Relying on the Brownlie majority view, P argued that the words “harm … sustained within the jurisdiction” should have their ordinary and natural meanings and are therefore broad enough to cover all types of direct or indirect harm suffered by P. Result of the illegal behavior of D2. In this way, the fact that P suffered from pain, suffering, and loss of convenience, received medical treatment, and incurred medical expenses in Hong Kong per se would be sufficient to invoke the longstanding jurisdiction of the Hong Kong court to review the Scriptures serve the USA via Gateway F.
D3 relied on Brownlie’s minority view (specifically Lord Sumption’s judgment) and argued that the meaning of “harm” was limited to bodily harm suffered by P immediately after the accident at the mainland China factory. D3 considered the indirect damage as mere evidence of the financial value of the direct damage. The difference between direct and indirect damage arises from the distinction between damage caused to a legally protected interest and facts that merely demonstrate the financial value of that damage. Tort law in general deals with non-financial interests, including physical integrity, physical property and reputation. If these interests are intentionally or negligently violated, the unlawful act is complete at the time of the violation.

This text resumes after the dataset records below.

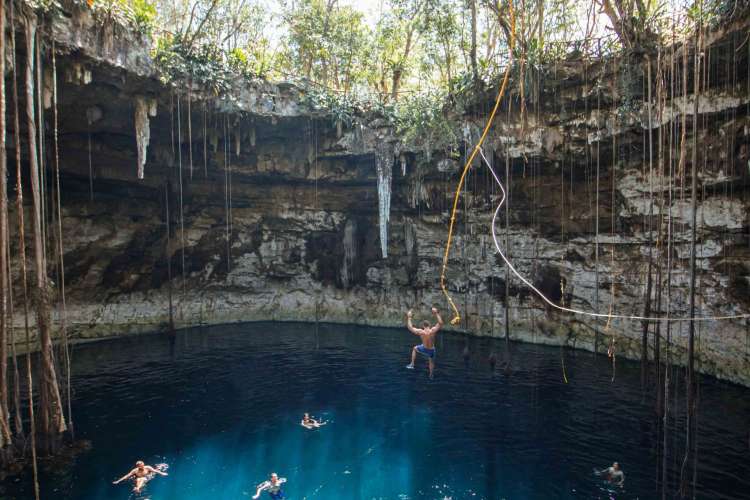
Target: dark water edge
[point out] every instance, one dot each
(220, 404)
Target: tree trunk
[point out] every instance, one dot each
(51, 416)
(5, 436)
(474, 69)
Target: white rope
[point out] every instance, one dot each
(568, 309)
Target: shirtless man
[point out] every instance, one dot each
(613, 474)
(272, 486)
(427, 334)
(310, 423)
(141, 474)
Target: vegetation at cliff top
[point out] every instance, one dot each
(405, 57)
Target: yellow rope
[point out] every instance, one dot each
(457, 316)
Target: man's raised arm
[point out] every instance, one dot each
(439, 324)
(409, 325)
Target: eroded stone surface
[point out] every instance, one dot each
(280, 213)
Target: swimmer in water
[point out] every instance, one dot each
(310, 423)
(272, 486)
(613, 474)
(427, 334)
(141, 475)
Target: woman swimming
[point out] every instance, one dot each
(310, 423)
(272, 486)
(142, 474)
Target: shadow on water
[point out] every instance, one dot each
(222, 406)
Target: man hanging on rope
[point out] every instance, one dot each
(427, 334)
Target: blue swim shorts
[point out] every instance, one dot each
(430, 353)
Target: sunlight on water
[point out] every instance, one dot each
(223, 407)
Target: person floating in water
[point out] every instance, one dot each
(142, 474)
(427, 334)
(309, 422)
(613, 474)
(272, 486)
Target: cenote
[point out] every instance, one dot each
(221, 405)
(566, 181)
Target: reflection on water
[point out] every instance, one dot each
(222, 407)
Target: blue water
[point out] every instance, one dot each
(222, 406)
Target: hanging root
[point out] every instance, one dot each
(511, 43)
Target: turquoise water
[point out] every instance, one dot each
(222, 406)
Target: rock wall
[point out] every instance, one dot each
(269, 209)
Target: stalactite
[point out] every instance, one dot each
(41, 158)
(89, 121)
(190, 128)
(182, 215)
(596, 205)
(22, 248)
(5, 433)
(507, 245)
(384, 169)
(142, 132)
(226, 192)
(17, 418)
(50, 404)
(205, 140)
(690, 374)
(64, 313)
(649, 281)
(168, 255)
(350, 253)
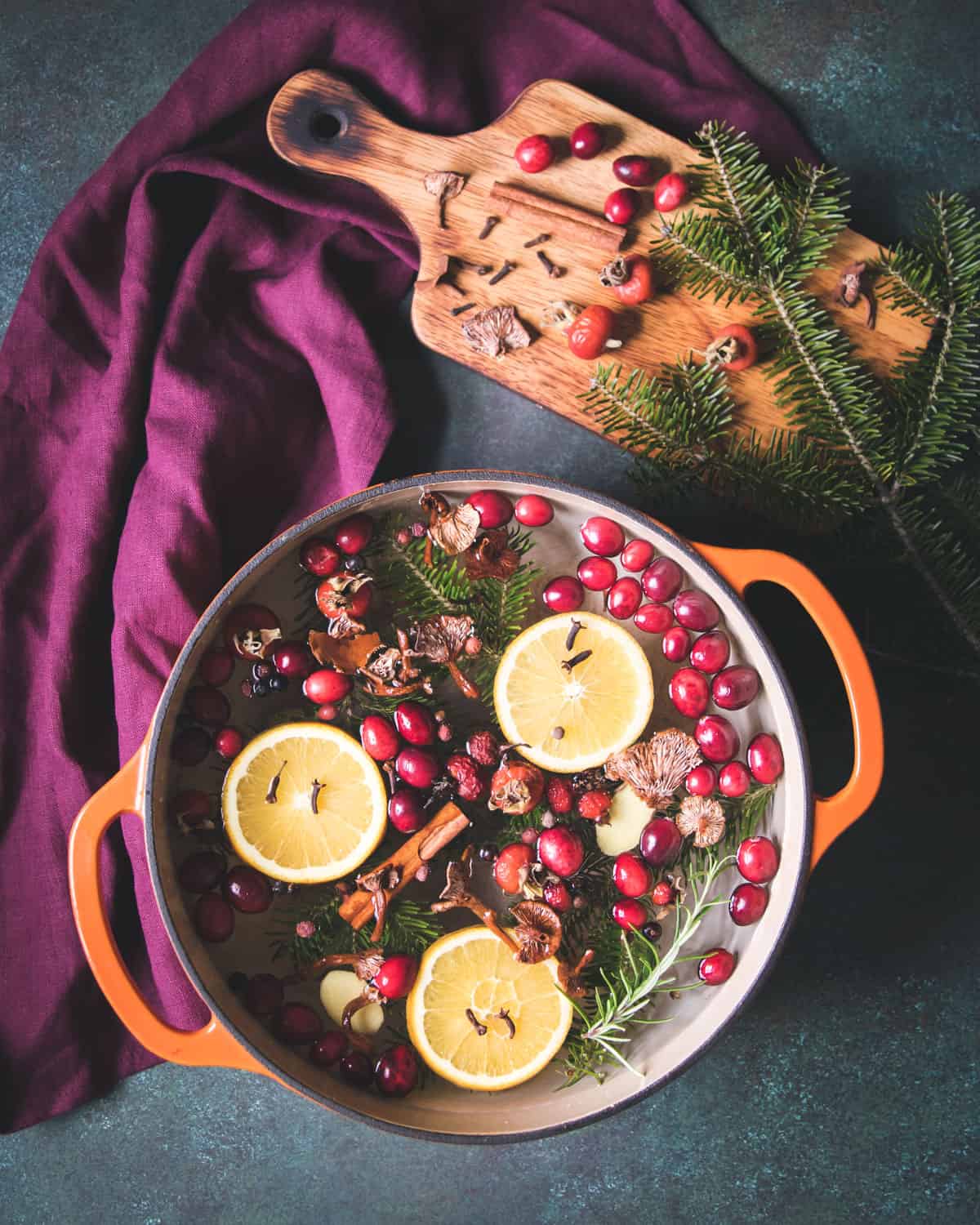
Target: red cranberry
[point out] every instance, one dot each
(715, 968)
(695, 610)
(701, 781)
(715, 737)
(494, 507)
(247, 889)
(397, 1071)
(587, 141)
(603, 536)
(710, 651)
(379, 737)
(688, 693)
(416, 767)
(320, 558)
(354, 534)
(747, 904)
(629, 913)
(631, 876)
(661, 842)
(653, 617)
(213, 918)
(564, 595)
(637, 555)
(533, 511)
(406, 811)
(534, 154)
(669, 193)
(635, 171)
(561, 850)
(201, 871)
(597, 573)
(759, 860)
(621, 205)
(216, 666)
(625, 597)
(735, 688)
(764, 759)
(326, 685)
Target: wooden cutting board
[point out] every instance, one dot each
(320, 122)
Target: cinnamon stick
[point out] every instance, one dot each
(448, 823)
(561, 220)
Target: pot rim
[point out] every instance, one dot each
(205, 626)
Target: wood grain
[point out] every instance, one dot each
(320, 122)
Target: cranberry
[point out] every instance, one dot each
(406, 811)
(621, 205)
(695, 610)
(764, 759)
(320, 558)
(701, 781)
(190, 746)
(264, 995)
(661, 842)
(213, 918)
(296, 1023)
(247, 889)
(534, 154)
(629, 913)
(688, 693)
(669, 193)
(328, 1049)
(533, 511)
(326, 685)
(353, 534)
(603, 536)
(631, 876)
(397, 1071)
(397, 975)
(597, 573)
(416, 767)
(216, 666)
(625, 597)
(635, 171)
(201, 871)
(561, 850)
(511, 865)
(587, 141)
(715, 967)
(662, 580)
(653, 617)
(715, 737)
(747, 904)
(494, 507)
(710, 651)
(564, 595)
(735, 688)
(759, 859)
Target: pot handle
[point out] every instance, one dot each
(742, 568)
(211, 1045)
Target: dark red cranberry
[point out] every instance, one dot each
(661, 842)
(495, 509)
(759, 860)
(602, 536)
(213, 918)
(587, 141)
(688, 693)
(747, 904)
(201, 871)
(715, 737)
(247, 889)
(564, 595)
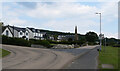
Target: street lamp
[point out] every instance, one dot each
(100, 31)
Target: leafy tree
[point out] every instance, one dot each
(91, 37)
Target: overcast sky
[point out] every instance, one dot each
(63, 16)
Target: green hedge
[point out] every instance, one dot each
(15, 41)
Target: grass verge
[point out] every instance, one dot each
(108, 56)
(3, 53)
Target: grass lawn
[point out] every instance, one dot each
(109, 56)
(4, 52)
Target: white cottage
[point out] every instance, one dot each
(12, 31)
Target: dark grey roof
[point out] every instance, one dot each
(18, 28)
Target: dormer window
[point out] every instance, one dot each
(20, 33)
(26, 33)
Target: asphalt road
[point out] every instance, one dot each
(86, 61)
(34, 58)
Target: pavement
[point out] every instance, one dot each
(39, 58)
(34, 58)
(86, 61)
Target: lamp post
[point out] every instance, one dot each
(100, 31)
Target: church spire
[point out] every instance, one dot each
(76, 36)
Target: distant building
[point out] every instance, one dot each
(32, 33)
(12, 31)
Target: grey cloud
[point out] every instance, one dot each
(30, 5)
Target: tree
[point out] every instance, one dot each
(91, 37)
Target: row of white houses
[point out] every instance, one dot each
(26, 33)
(30, 33)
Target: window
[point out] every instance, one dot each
(7, 33)
(26, 33)
(20, 33)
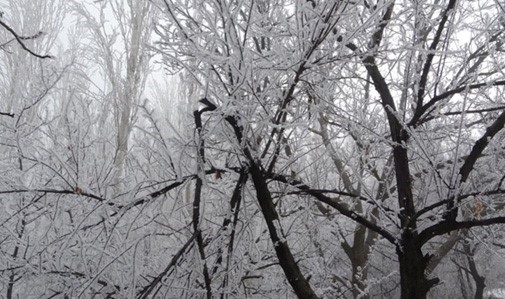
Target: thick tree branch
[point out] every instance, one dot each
(445, 227)
(337, 205)
(429, 59)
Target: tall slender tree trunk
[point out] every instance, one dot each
(413, 281)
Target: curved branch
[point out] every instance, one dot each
(445, 227)
(19, 39)
(337, 206)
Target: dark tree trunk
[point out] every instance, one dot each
(293, 273)
(413, 281)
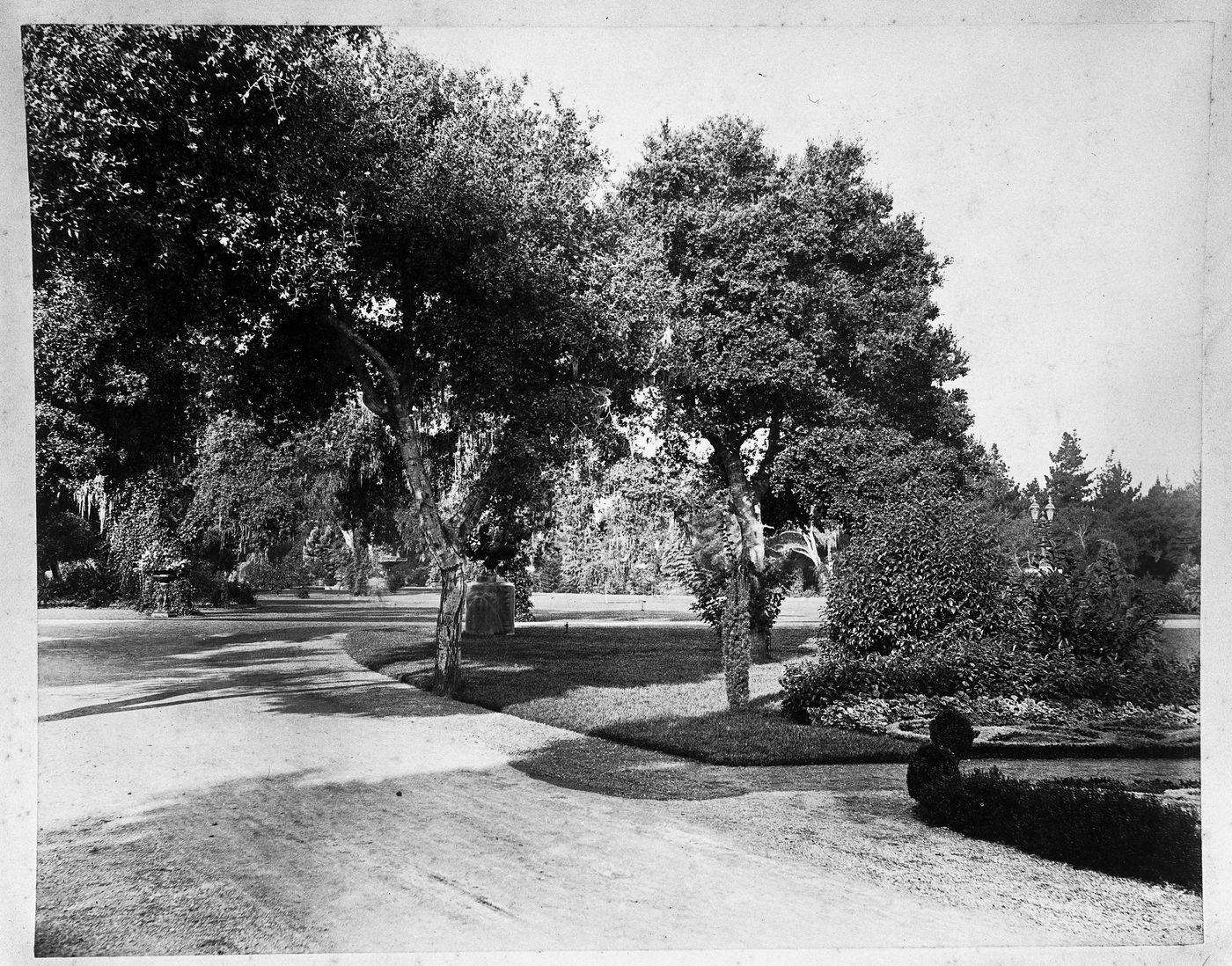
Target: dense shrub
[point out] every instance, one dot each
(1088, 606)
(1105, 828)
(917, 569)
(952, 729)
(878, 714)
(989, 668)
(1186, 585)
(84, 584)
(929, 766)
(213, 588)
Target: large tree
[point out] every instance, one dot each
(794, 296)
(329, 213)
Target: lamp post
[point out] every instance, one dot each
(1045, 528)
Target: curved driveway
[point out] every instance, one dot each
(236, 784)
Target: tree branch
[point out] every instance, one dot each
(371, 397)
(774, 446)
(392, 384)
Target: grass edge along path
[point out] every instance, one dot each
(659, 686)
(650, 686)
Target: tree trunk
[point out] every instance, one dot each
(753, 643)
(735, 637)
(445, 540)
(759, 645)
(447, 674)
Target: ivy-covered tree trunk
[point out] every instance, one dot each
(446, 538)
(747, 510)
(735, 636)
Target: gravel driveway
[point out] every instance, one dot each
(236, 784)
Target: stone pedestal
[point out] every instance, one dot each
(489, 606)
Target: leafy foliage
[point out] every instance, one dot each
(1068, 480)
(920, 569)
(1090, 608)
(952, 729)
(991, 667)
(144, 529)
(1108, 828)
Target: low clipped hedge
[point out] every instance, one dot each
(1109, 830)
(987, 668)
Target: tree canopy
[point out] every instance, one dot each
(796, 300)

The Hong Kong Court of First Instance followed the majority opinion in Brownlie. It is noted that the majority view provided a clear and compelling answer to Lord Sumption’s minority distinction between “harm” and evidence of a financial assessment of such harm for three reasons. First, Lord Sumption’s distinction equates “harm” with “harm that completes the cause of the act,” but “harm” is not an integral part of any illicit act. Second, even by limiting “harm” to “harm to the protected interest” even Lord Sumption himself recognized the conceptual difficulty in which the relevant interest can be located and damaged in more than one country. Finally, the Court ruled that at the time Gateway F was drafted, the legislature had likely considered the common and natural meaning of the word “harm”.
By following the majority opinion of Brownlie, the Court also dismissed concerns that a broad interpretation of “harm” under Gateway F would create “universal jurisdiction” to sustain residents’ personal injury claims anywhere in the world were suffered, as would still be the case, should be duly taken into account at the discretion of the Forum Conveniens.
As a result of this judgment, Gateway F is given a liberal interpretation in that it allows a person against whom a tort has been committed abroad to sue in Hong Kong, provided that he has consequential damages and damages in Hong Kong such as PSLA and by Kong suffered medical treatment costs after the accident.
Following D3’s subsequent motion, D3 was given permission to appeal this decision to the Hong Kong Court of Appeal, as the appeals courts were asked to further examine the views of the majority and minority in Brownlie.